A contract to make a ... devise ... can be established only by provisions of a will stating material provisions of the contract, an express reference in a will to a contract and extrinsic evidence proving the terms of the contract, or a writing signed by the decedent evidencing the contract.

This provision of the Probate Code has been characterized as analogous to the statute of frauds, which requires certain written evidence to establish a contract to convey real estate. Witmer v. Perini, 32 Colo.App. 110, 508 P.2d 413 (1973). However, the statute of frauds may not be employed as a mechanism to shield the commission of fraud. See Kiely v. St. Germain, 670 P.2d 764 (Colo.1983) (addressing the statute of frauds governing sale of securities); In re Estate of Doerfer, 100 Colo. 304, 67 P.2d 492 (1937) (addressing the statute of frauds governing real estate). And, a promise to do a future act made with no intent to abide by the promised performance constitutes a form of fraud. H & H Distributors, Inc. v. BBC International, Inc., 812 P.2d 659 (Colo.App. 1990); Restatement (Second) of Torts § 530 (1977).

We conclude that the same reasoning must apply in the application of § 15-11-701. We recognize that the analogy between § 15-11-701 and the statute of frauds has not been extended to cover an exception premised on the doctrine of part performance. See Rieck v. Rieck, 724 P.2d 674 (1986). But, we conclude that the strong public policy against fraud makes the Rieck analysis inappropriate here. Hence, to the extent that one performs an agreement in reliance upon the fraudulent promise of another to make provision for the actor in a will, § 15-11-701 does not foreclose a court from imposing a remedy for commission of the fraud.


We also disagree with defendant's alternate contention that, because the alleged *535 promises were the subject of a contract, no claim in fraud may be asserted independently.

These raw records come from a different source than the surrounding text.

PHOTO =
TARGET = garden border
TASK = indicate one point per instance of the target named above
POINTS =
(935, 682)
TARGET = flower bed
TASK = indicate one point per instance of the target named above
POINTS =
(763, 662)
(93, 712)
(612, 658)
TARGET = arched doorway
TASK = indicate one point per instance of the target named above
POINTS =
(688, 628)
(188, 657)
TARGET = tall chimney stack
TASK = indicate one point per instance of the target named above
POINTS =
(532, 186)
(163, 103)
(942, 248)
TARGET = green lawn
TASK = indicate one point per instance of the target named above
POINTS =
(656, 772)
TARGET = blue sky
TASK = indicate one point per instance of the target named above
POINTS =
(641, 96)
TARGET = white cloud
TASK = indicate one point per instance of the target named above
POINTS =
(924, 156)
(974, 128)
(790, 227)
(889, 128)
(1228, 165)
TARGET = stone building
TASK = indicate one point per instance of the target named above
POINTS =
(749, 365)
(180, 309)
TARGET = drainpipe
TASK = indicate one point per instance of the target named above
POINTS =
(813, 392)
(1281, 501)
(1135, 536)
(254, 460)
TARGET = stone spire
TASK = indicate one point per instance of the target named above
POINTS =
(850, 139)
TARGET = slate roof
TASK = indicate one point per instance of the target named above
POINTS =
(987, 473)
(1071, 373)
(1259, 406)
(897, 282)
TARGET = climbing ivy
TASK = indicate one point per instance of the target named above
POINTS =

We need not address here whether plaintiff could pursue a fraud claim in addition to a claim for breach of contract. See H & H Distributors, Inc. v. BBC International, Inc., supra; Phillips, Tort or Contract: A History of Ambiguity & Uncertainty, 21 Colo.Law. 241 (February 1992). This is because the claim for breach of contract is foreclosed by § 15-11-701. Under these circumstances, a remedy for fraud survives. See Restatement of Torts (Second) § 530 comment c (1977). Thus, the court erred in dismissing this claim.

We also do not consider what remedy may be available if liability is established because that issue has not yet been addressed by the trial court.

The judgment dismissing plaintiff's breach of fiduciary duty and fraud in the inducement claims is affirmed. The appeal of the ruling on the unjust enrichment claim is dismissed. The judgment dismissing plaintiff's fraud claim is reversed, and the cause is remanded for further proceedings consistent with the views expressed in this opinion.

BRIGGS, J., concurs.

ROTHENBERG, J., specially concurs.

Judge ROTHENBERG specially concurring.

I write separately because of my concern that Part IV of the majority opinion, which reinstates plaintiff's fraud claim, not be construed as holding that a plaintiff may attempt to advance a claim based upon an unenforceable contract, see § 15-11-701, C.R.S. (1987 Repl.Vol. 6B), under the guise of a fraud claim and recover damages equal to the promised contract consideration. In my view, plaintiff may recover only those damages, to the extent proven, that are a direct result of his reliance on the alleged fraud.

I concur in the judgment because the case was bifurcated and plaintiff's evidence was limited to liability only. Since no evidence of damages was presented, I agree that plaintiff is entitled to an opportunity to prove that his claim for fraud and damages arising therefrom is not merely a reassertion of his failed claim for breach of contract.